Example 2: Corporation X is the single member of LLC1 and LLC2, each of which has a 50% ownership interest in LLC3. Corporation X is classified as a corporation for federal income tax purposes. LLC1, LLC2, and LLC3 are each disregarded for federal income tax purposes. LLC1 and LLC2 are each disregarded for franchise and excise tax purposes to Corporation X. As disregarded entities, LLC1 and LLC2 are each treated as a division of Corporation X and not as separate entities. As a result, the ownership interests held by LLC1 and LLC2 in LLC3 are treated as owned directly by Corporation X. LLC3 is disregarded to Corporation X for franchise and excise tax purposes because Corporation X is treated as its single member.

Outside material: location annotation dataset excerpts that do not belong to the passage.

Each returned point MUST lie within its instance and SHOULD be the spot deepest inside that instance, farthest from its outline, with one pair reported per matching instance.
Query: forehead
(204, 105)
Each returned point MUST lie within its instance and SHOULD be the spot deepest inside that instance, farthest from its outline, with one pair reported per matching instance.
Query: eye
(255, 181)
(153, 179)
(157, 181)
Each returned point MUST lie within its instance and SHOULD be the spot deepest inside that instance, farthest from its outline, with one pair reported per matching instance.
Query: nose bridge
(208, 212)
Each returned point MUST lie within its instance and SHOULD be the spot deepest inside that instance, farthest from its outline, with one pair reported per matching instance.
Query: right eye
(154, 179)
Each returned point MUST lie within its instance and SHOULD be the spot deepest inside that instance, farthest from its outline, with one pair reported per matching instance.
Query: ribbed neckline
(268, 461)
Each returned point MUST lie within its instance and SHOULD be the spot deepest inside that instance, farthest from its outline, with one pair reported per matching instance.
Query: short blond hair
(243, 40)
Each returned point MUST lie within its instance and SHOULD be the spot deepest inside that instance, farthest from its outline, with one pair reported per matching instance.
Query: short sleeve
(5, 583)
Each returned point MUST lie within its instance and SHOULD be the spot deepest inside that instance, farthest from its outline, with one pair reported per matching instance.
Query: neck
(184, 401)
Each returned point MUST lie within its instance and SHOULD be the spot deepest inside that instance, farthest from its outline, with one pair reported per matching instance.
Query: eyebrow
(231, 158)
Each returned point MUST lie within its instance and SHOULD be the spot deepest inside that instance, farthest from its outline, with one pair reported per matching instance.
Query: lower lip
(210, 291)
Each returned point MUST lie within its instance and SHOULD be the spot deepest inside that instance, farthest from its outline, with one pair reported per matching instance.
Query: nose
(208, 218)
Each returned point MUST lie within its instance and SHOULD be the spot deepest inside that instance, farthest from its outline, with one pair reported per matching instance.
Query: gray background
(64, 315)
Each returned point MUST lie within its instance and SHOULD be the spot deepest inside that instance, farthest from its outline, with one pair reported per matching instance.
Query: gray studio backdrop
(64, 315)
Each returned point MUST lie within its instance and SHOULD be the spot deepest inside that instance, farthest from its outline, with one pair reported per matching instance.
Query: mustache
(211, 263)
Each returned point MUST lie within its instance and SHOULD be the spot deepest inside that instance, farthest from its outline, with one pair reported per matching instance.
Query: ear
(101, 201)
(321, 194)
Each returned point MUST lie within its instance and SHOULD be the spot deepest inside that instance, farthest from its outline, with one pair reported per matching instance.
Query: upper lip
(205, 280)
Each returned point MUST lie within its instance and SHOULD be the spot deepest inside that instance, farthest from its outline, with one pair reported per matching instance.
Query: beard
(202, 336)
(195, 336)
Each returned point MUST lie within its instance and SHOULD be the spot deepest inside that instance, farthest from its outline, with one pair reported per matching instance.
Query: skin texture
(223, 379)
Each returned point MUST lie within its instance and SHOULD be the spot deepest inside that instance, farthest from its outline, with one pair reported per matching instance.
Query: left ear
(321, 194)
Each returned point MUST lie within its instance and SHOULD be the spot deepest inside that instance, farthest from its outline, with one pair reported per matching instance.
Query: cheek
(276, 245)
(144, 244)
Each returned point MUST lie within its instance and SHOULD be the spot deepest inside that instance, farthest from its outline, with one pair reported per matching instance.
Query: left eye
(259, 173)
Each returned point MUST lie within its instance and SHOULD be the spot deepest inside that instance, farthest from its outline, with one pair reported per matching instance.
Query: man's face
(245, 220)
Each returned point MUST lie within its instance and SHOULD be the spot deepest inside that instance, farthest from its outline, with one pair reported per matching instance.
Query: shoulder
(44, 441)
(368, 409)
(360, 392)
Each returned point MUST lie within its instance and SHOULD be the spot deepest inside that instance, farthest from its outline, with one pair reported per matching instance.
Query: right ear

(4) Not-For-Profit Subsidiaries. Except as provided in T.C.A. §§ 67-4-2007 and -2105, a not-for-profit entity is generally exempt from franchise and excise taxes. T.C.A. § 67-4-2004 defines a "not-for-profit" entity as "any person described in §401, §408, §408A, §409, §501, §526, §527, §528, §529 or §530 of the Internal Revenue Code, codified in 26 U.S.C. §401, §408, §408A, §409, §501, §526, §527, §528, §529 or §530." If a taxpayer is disregarded for federal income tax purposes to an entity meeting the definition of a not-for-profit, the taxpayer also meets the definition of a not-for-profit and is exempt from franchise and excise taxes to the extent provided by T.C.A. §§ 67-4-2007 and -2105, regardless of whether the taxpayer is treated as a separate or disregarded entity for franchise and excise tax purposes.

Tenn. Comp. R. & Regs. 1320-06-01-.40

New rules filed June 28, 2016; effective 9/26/2016.

Authority: T.C.A. §§ 67-1-102, 67-4-2004, 67-4-2007, 67-4-2105, 67-4-2106, and 48-249-1003.